Kölner Polizei stürmt Mediziner-Party

  19 April 2021    Gelesen: 1135
Kölner Polizei stürmt Mediziner-Party

In Köln lösen Polizei und Ordnungsamt am Wochenende eine illegale Party auf. Unter den Gästen sind Mediziner und Lehrkräfte. Oberbürgermeisterin Reker zeigt sich entsetzt.

Polizei und Ordnungsamt in Köln haben am späten Samstagabend eine illegale Party in einer Barackensiedlung aufgelöst. In einer Laube im Stadtteil Westhoven hatten sich rund 30 bis 35 Personen versammelt, berichtete ein Sprecher der Polizei am Sonntag.

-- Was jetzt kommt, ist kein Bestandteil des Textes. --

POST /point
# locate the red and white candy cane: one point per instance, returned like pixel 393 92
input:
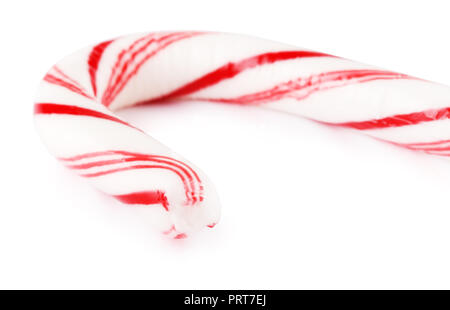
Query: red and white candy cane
pixel 76 99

Bei Eintreffen der Beamten hätten mehrere Partygäste versucht, sich zu verstecken oder zu fliehen. Nach eigenen Angaben seien mehrere der Teilnehmer Mediziner gewesen, sagte eine Sprecherin der Stadt. Sie hätten ihr bestandenes Examen feiern wollen. Ob die Mediziner in Kliniken der Stadt Köln beschäftigt sind, solle nun zeitnah geprüft werden. Darüber hinaus sollen auch Lehrkräfte unter den Feiernden gewesen sein.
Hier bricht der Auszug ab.